Sneezing is one of your body’s biological rejection mechanisms. The throat has the gag reflex, the digestive system has the butt, the eyes have blinking, and the respiratory system has sneezing. All serve the same function: To get rid of whatever the body doesn’t want inside of the body, as quickly as possible.
Your body sneezes out the dirt, dust, or germs that it doesn’t want. Do you want excess dirt, dust, and germs in your body? No, of course you don’t. That’s why you sneeze, and you allow your body to sneeze them out. There isn’t really a good reason to override the body’s natural, biological defense plan, unless you’re in, like, a quiet church during a funeral, a crowded elevator, or somewhere else where you don’t want to make a loud noise or spread germs. That’s very polite, but you could do real damage to yourself: Holding in a sneeze severely messed up a guy in England.

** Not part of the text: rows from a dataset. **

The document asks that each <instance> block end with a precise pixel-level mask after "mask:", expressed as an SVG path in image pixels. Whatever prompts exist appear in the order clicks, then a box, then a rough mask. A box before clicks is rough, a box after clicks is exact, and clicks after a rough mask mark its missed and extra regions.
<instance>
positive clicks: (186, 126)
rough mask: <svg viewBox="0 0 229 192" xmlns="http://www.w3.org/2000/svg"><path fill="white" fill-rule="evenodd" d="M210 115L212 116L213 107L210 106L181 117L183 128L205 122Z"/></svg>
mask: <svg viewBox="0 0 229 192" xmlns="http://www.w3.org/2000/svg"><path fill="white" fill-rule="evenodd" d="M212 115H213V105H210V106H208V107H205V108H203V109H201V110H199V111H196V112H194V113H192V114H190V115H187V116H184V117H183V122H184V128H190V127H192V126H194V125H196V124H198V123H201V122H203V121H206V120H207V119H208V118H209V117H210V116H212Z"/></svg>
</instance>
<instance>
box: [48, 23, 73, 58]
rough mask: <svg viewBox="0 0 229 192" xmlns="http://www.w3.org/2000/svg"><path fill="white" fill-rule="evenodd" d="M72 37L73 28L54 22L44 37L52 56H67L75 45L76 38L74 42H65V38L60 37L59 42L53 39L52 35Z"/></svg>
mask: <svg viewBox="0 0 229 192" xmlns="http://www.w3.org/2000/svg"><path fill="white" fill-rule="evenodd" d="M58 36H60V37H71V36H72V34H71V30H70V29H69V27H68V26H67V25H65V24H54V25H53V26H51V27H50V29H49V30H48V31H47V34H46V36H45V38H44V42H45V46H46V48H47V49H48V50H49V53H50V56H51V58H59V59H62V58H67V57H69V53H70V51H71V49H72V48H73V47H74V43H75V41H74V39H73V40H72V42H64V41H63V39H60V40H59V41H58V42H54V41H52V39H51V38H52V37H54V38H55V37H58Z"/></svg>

This sounds like an urban legend, but it’s real. The Associated Press picked up and spread a story first published this week in BMJ Case Reports, a medical journal. The sedate, medical article tells the tale of a 34-year-old man from Leicester, England, who went to the emergency room because he’d partially lost his voice, had difficulty swallowing, and, most alarmingly, felt a “popping sensation” in his neck, which was notably swollen. In the patient-doctor Q&A, the man said the problems really started when he forcefully held back a forceful sneeze. He stopped his body from doing what it needed to do by both closing his mouth and pinching his nose shut at the time of the sneeze.
Indeed, an X-ray reveled air pockets in his chest and neck (places where there shouldn’t really be air pockets), and a CT scan found that the pressure from the sneeze went inward instead of outward…and tore right through his throat’s soft, delicate tissue.
“When you sneeze, air comes out of you at about 150 miles per hour,” Dr. Anthony Aymat, director of ear, nose, and throat services at a London hospital, told the AP. “If you retain all that pressure, it could do a lot of damage and you could end up like the Michelin Man with air trapped in your body.”
The non-sneezer was kept in the hospital for a week, so he could be healed with antibiotics and fed with a feeding tube they snaked in through his mouth, bypassing his throat so it could heal.
So what should you do if you have to sneeze? Sneeze! But rather than let those germs fly…sneeze into a tissue or something, for crying out loud.